BPP University Law School is just one example of an organisation that has re-evaluated its file sharing practices with the goal of avoiding a large-scale data breach. BPP runs a number of pro-bono legal advice clinics, in which it handles many documents that include Private Personal Information (PPI) such as names, addresses, emails, phone numbers and financial information.

Historically, all BPP University Legal Advice Clinic client files were stored in both physical filing cabinets and Google Docs, a consumer-grade document and storage application. However, the BPP University Law School could not endorse any of these methods, due to requirements set out by the 1998 UK Data Protection Act and by the Solicitors Regulation Authority (SRA).

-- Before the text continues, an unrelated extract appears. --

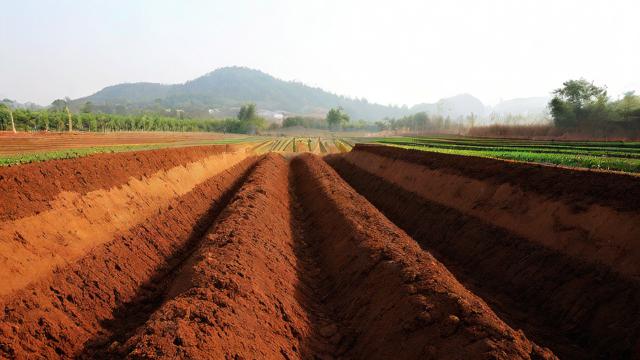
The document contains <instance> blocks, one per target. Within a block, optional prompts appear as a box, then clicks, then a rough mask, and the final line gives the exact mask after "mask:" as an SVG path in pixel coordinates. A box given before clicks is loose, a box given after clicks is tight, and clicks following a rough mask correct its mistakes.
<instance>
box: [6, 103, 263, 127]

The university therefore decided to implement a secure, compliant, enterprise-grade alternative to the consumer-grade tools they had previously been operating with. As a result, barristers, solicitors and clients can now share files easily and securely, with the ability to set permissions to control access and apply security at content level, reassuring all involved that PPI and other sensitive information is protected and safe from data breaches.

Security checklist

But, clients can also take responsibility for ensuring their barrister and Chambers adequately addresses any security concerns they may have, and should work with them to review specific due diligence areas – the most pressing of which include:

  • What protection is used for document collaboration — such as rights management?
  • What were the results of external and internal penetration tests? How frequently are these performed? When was the last test performed?
  • How are networks and systems monitored? Is monitoring 24/7?
  • Does the Chambers have forensic capabilities or does it have a contract with a vendor to provide Incident Response service with short SLA-defined response times?
  • Did the Chambers engage in any threat assessment that would audit the current system for indicators of compromise? What’s the ongoing frequency of this assessment?
  • What compliance or industry framework does the Chambers follow? If certification was obtained (like ISO or SSAE16), what is the technical and operational execution path?

By holding the legal profession to account in this way, clients can help speed along the cybersecurity reforms, guidance and best practice that the sector so desperately needs.